Since the upper layers of the ocean have direct interaction with the atmosphere, changes in this upper level have a direct bearing on climate over shorter periods of time (decades).  However, deep ocean circulation has a direct influence over future climate conditions.  For water to sink from the ocean's surface to the deeper ocean, it must be more dense – the two criteria that meet this requirement are temperature and salt content i.e. the water must be cold and salty.  The water in the Atlantic Ocean and the Greenland Sea – between Greenland and the Scandinavian countries –  and the ocean around Antarctica are large bodies of water that meet these requirements.  This deep dense water contributes to the deep water circulation that is global in extent.  This process is knows at the thermohaline circulation (THC).  It is important to understand that the THC influences global climate by transporting heat and freshwater between the oceans globally.

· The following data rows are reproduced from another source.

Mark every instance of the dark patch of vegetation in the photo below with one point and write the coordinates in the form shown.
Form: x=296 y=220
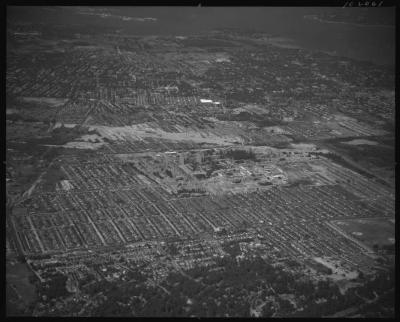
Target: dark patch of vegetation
x=239 y=155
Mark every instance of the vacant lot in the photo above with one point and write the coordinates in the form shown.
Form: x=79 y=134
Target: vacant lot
x=380 y=231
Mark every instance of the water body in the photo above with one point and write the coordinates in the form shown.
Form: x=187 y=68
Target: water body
x=373 y=43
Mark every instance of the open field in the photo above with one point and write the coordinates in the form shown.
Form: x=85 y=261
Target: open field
x=370 y=232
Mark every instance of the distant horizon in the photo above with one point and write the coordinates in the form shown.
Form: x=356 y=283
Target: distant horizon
x=375 y=43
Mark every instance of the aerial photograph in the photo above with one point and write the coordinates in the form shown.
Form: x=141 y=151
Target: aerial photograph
x=200 y=161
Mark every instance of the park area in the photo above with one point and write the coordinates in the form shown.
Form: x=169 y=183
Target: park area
x=374 y=233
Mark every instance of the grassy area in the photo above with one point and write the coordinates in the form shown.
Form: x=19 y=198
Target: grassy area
x=21 y=292
x=371 y=232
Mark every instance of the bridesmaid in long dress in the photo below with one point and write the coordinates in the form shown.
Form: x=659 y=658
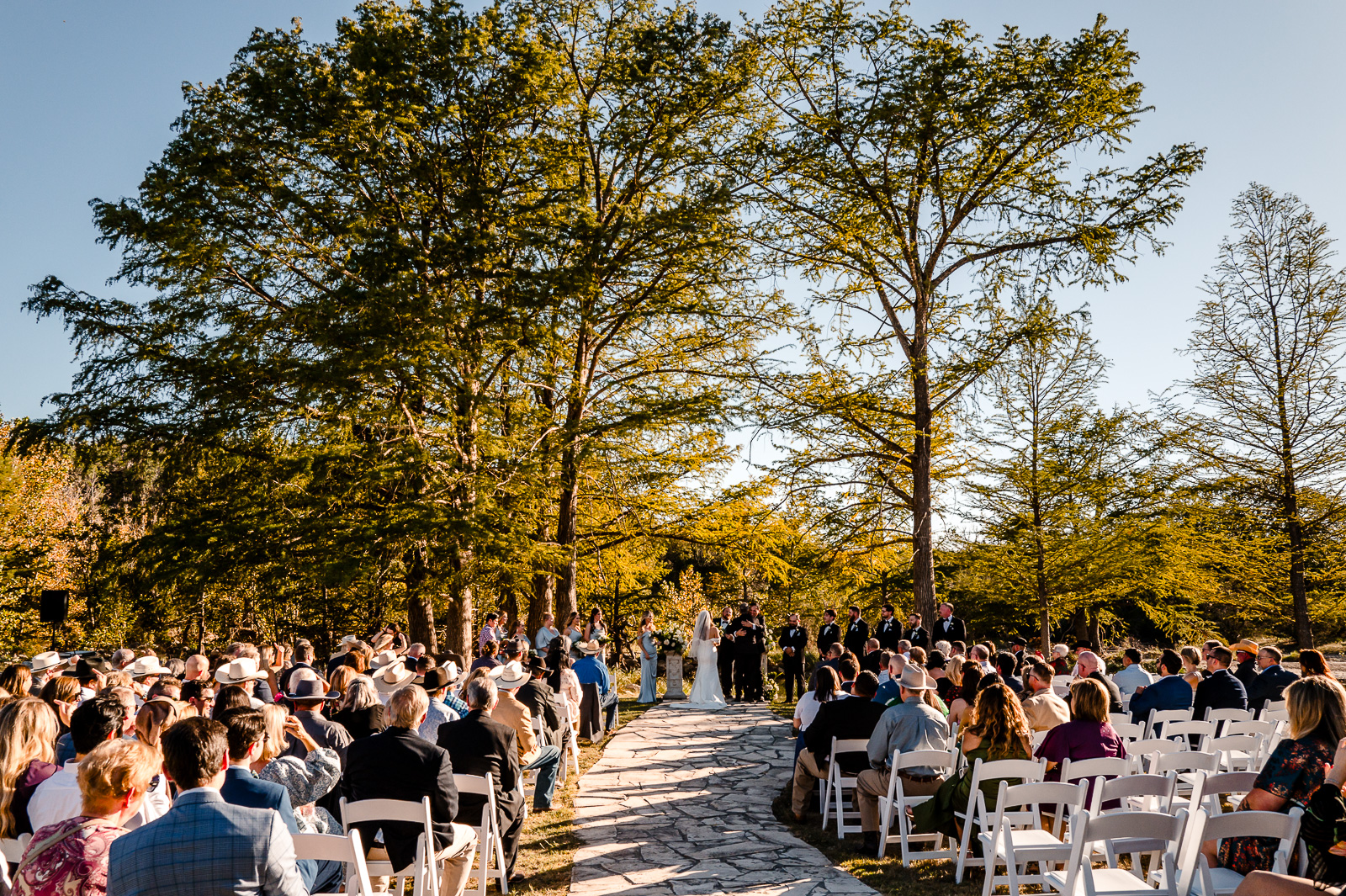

As ice melts as a direct consequence of the level of greenhouse gases in the atmosphere, the water in its immediate vicinity becomes less dense as a result of simple dilution.  As a consequence, such water will be less likely to sink to the deep ocean.  Consequently, this weakening of the THC, lessens the heat flow from the tropics to the North Atlantic.  It is anticipated that if the level of greenhouse gases is allowed to increase unabated over the long term, the THC would be expected to breakdown entirely.  If this should happen, the winters in the North Atlantic and Western Europe could be become extremely severe.


This kind of scientific analysis demonstrates that if humanity fails to address the problem of greenhouse gas emission in a meaningful way, both the near term and long term effects could prove disastrous to life as we know it.